9.3.2 Within thirty (30) days after termination of
this Agreement, Interplay shall provide Bethesda with a complete schedule of all
materials bearing the Licensed Marks then on hand or in inventory (including
inventory of its subcontractors or agents) including, but not limited to, the
Licensed Product, packaging, and advertising and promotional materials.
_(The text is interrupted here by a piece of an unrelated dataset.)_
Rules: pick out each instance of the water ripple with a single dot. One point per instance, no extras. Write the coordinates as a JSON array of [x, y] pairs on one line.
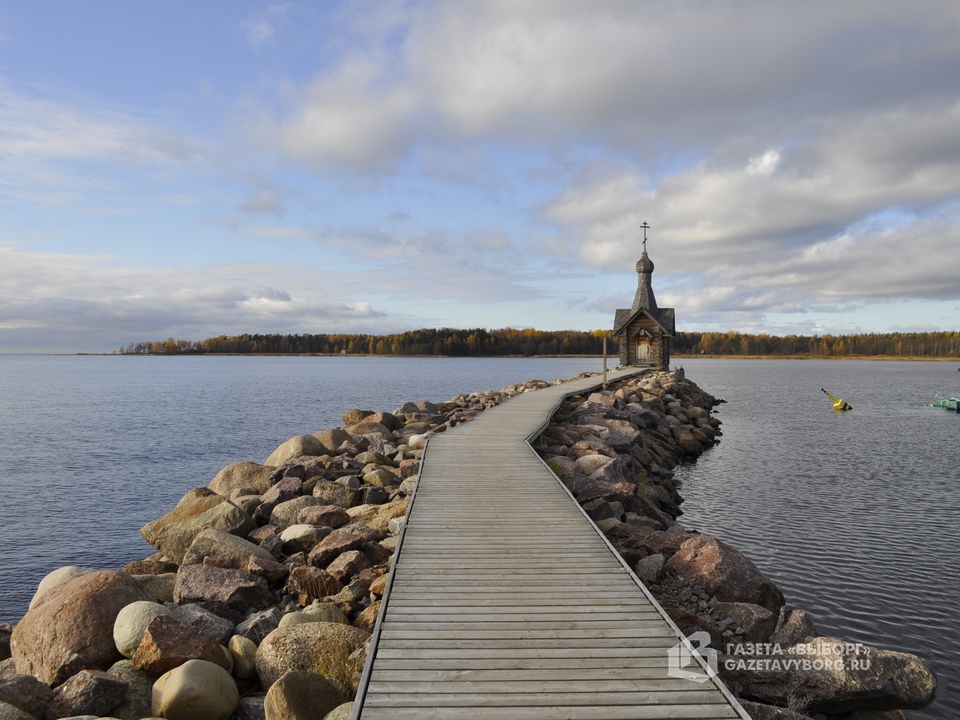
[[854, 515]]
Upon
request and at Bethesda's sole discretion, Interplay promptly shall deliver to
Bethesda or dispose of at the direction of Bethesda, without charge, all
existing inventory of Licensed Product bearing the Licensed Marks within its
possession or control, all related materials bearing the Licensed Marks, and
instruments used for the purposes of affixing or displaying the Licensed Marks,
including, but not limited to, artwork, transparencies, negatives, dies, molds
and screens, for disposition by Bethesda, along with copies of all inventory
records relating thereto.
9.3.3 Except as otherwise permitted under this
Section 9, upon the expiration or termination of this Agreement, Interplay shall
cease to use the Licensed Marks in any manner and shall not thereafter use the
Licensed Marks, or any other trade name or trademark comprised in whole or in
part of any Licensed Mark or that is similar to any Licensed Mark.
9.3.4 Upon the expiration or termination of this
Agreement, Interplay shall, within ninety (90) days of the date of termination
or expiration of this Agreement wind down the operation of the FALLOUT MMOG and
terminate any and all User Agreements.